Tahun 1960 ini menandai berakhirnya dualisme hukum agraria di Indonesia.
Pada 1964, meIalui Peraturan Menteri Agraria Nomor 1 Tahun 1964, ditetapkan
tugas, susunan, dan pimpinan Departemen Agraria. Peraturan tersebut nantinya
disempurnakan dengan Peraturan Menteri Agraria Nomor 1 Tahun 1965 yang mengurai tugas
Departemen Agraria serta menambahkan Direktorat Transmigrasi dan Kehutanan ke dalam
organisasi. Pada periode ini, terjadi penggabungan antara Kantor Inspeksi Agraria-
Departemen Dalam Negeri, Direktorat Tata Bumi-Departemen Pertanian, Kantor Pendaftaran
Tanah-Departemen Kehakiman.
Semenjak diberlakukannya UUPA, sesungguhnya secara formal-yudiris ada keinginan
kuat untuk memfungsikan hukum agrarian nasional sebagai ala untuk menciptakan
kemakmuran, kebahagiaan dan keadilan bagi rakyat terutama rakyat tani, dalam rangka
masyarakat adil dan makmur. Meskipun kekuatan-kekuatan politik parlemen telah
mendapatkan konsesnsus mengenai UUPA, namun dalam pelaksanaan landreform
menimbulkan keidakpuasan, terutama bagi mereka yang akan dikurangi hak-haknya dengan
mereka yang diandaikan akan menerima hak-hak baru.
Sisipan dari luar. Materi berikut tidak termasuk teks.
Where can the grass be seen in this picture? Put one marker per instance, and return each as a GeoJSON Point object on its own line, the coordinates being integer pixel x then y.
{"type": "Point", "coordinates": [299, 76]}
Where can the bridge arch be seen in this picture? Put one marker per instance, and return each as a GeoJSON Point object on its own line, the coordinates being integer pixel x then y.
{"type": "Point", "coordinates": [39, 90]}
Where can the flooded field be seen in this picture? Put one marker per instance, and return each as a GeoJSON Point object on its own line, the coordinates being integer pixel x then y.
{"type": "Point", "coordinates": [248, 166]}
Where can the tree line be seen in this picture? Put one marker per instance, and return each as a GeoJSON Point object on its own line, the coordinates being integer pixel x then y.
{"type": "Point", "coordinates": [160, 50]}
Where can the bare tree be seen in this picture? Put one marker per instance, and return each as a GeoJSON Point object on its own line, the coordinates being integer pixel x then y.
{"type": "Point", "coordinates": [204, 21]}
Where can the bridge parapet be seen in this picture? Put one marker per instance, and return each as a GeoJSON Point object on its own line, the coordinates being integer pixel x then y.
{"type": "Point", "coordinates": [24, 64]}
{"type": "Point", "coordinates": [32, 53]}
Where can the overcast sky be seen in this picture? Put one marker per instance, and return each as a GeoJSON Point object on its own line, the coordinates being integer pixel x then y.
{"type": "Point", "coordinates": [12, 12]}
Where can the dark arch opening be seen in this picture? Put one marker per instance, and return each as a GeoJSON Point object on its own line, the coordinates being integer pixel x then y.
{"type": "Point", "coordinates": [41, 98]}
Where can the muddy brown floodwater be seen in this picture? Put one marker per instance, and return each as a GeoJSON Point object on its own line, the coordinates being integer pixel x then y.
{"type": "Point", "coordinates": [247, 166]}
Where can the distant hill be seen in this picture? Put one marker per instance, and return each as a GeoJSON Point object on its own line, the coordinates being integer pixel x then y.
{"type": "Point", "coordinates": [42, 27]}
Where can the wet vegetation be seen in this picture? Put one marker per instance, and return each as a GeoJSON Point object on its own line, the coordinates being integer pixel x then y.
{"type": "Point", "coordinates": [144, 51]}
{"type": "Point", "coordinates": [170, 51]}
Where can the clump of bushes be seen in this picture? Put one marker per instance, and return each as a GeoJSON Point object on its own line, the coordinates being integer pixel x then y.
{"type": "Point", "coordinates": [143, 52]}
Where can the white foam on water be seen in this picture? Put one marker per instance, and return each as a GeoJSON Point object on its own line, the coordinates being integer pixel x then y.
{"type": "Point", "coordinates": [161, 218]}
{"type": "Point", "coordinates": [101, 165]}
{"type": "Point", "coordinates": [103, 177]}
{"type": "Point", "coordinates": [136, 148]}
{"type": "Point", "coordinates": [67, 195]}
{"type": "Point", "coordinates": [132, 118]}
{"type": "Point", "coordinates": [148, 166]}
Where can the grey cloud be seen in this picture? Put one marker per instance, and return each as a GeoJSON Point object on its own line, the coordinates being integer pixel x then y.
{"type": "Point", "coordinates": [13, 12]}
Dari keseluruhan pengalaman Indonesia mengimplementasikan UUPA sepanjang
1960-1965 jelas sekali adanya hambatan nyata yang berasal dari dinamika empat faktor : 1)
kelambanan praktek-praktek pemerintah melaksanakan Hak Menguasai dari Negara (HMN);
2) tuntunan dari organisasi massa petani yang ingin mendistribusikan tanah secara segera,
sehingga menimbulkan gerakan “aksi sepihak”; 3) adanya unsur-unsur anti-landreform yang
melakukan mobilisasi kekuatan tanding dan siasat mengelak bahkan menggagalkan
landreform yang sebenranya data dinilai juga sebgai gerakan aksi sepihak; dan 4) terlibatnya
kekerasan antara unsur pro-landform dengan unsur anti-landreform yang beresonansi dengan
konflik kekerasan pada tingkat elit.
Pengalaman implementasi UUPA yang diwarnai oleh kekerasan politik menjadi
mimpi buruk dan puncak pergolakan politik yang berakhir dengan tumbangnya rezim orde
lama dan korban manusia yang luar biasa. Kejadian ini menjadi alas an pembenar penguasa
politik baru memanfaatkan trauma itu untuk membalikkan hasil landreform dan untuk
selanjutnya trauma ini di produksi terus menerus oleh rezim orde baru.
Nasib implementasi UUPA yang memandatkan pembaruan agraria menjadi kandas
ketika pemegang kekuasaan Negara berubah sama sekali. sejak awal, terdapat kesepakatan
atau konsensus diantara para pendukung orde baru tentang perlunya stabilisasi, rehabilitasi
dan pembangungan ekonomi model kapitalis. Koalisi orde baru menolak apayang disebut
dengan sosialisme ala Indonesia yang akan mengubah struktur sosial-ekonomi secara radikal.